Acordo comercial provisório dá gás a Wall Street e Apple volta a ser a mais valiosa
Reuters
Carla Pedro 11 de outubro de 2019 às 21:18

O Dow Jones encerrou a somar 1,21% para 26.816,59 pontos e o Standard & Poor’s 500 subiu 1,09% para 2.970,27 pontos.

 

Por seu lado, o tecnológico Nasdaq Composite avançou 1,34% para 8.057,04 pontos.

O bom desempenho das cotadas do setor, nomeadamente da Apple (que voltou a superar a Microsoft em capitalização bolsista), contribuiu para ajudar assim o Nasdaq a regressar ao patamar dos 8.000 pontos.

 

As bolsas do outro lado do Atlântico abriram sustentadas pelo facto de o presidente norte-americano, Donald Trump, ter confirmado ontem que iria reunir-se nesta sexta-feira com o vice-primeiro-ministro, Liu He, no âmbito das negociações comerciais entre as duas maiores economias do mundo.

 

A nova ronda formal de conversações teve início ontem e o anúncio de que estes dois altos-representantes de ambas as partes iriam reunir-se foi recebido com entusiasmo – isto depois de várias notícias terem dado conta de que as reuniões de nível técnico não geraram progressos.

 

Entretanto, menos de meia hora antes do fecho de Wall Street, Trump anunciou que foi alcançado um acordo comercial provisório entre as duas partes.
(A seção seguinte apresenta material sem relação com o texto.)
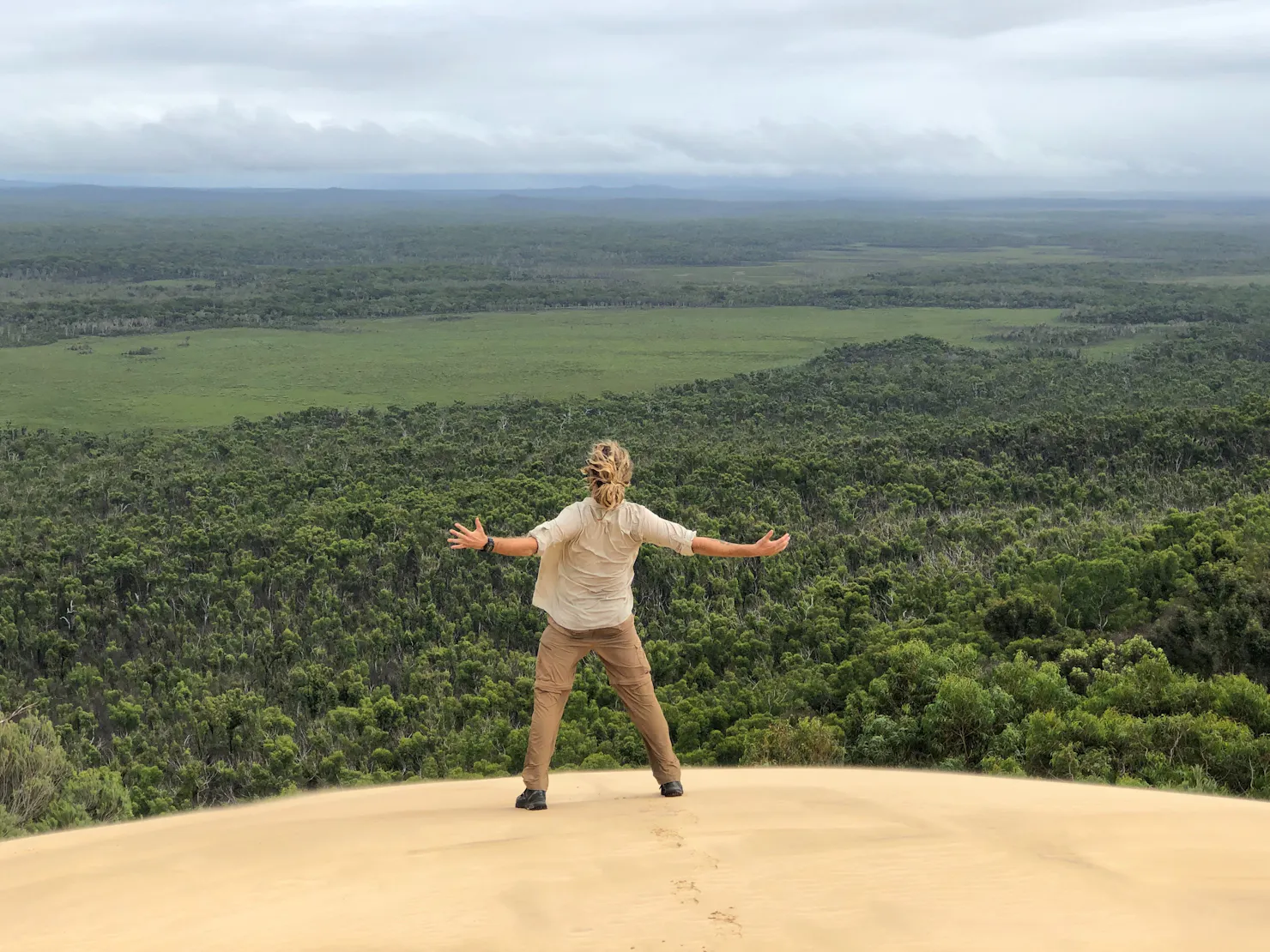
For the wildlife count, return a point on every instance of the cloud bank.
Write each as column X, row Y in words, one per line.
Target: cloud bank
column 1066, row 93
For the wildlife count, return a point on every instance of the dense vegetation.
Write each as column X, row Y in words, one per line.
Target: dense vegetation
column 102, row 264
column 1015, row 563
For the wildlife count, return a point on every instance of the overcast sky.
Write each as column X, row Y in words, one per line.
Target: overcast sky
column 1064, row 93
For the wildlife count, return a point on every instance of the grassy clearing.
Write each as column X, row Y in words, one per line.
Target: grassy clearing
column 241, row 372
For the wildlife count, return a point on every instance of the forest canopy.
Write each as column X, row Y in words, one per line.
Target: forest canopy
column 1018, row 561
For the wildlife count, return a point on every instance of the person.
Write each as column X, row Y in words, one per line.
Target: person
column 587, row 563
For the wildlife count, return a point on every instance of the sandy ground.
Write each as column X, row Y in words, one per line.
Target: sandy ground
column 748, row 859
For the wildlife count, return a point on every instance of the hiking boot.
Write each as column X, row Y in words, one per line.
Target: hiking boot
column 532, row 800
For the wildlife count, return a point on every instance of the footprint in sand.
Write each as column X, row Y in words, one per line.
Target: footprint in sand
column 687, row 893
column 725, row 922
column 669, row 837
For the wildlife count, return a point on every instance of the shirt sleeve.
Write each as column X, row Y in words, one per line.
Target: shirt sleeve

Era algo que se adivinhava, e que estava a fazer subir as bolsas, mas a confirmação foi recebida com euforia em Wall Street.

A Apple foi uma das cotadas em destaque, tendo voltado a valer mais do que a Microsoft - e ambas estão no pódio das "trillion-dollar babies".

A empresa da maçã fechou a somar 2,66% para 236,21 dólares, com um valor de mercado de 1,067 biliões de dólares. Já a fabricante de software liderada por Satya Nadella ganhou 0,42% para 139,68 dólares, ficando assim com uma capitalização bolsista de 1,067 biliões de dólares.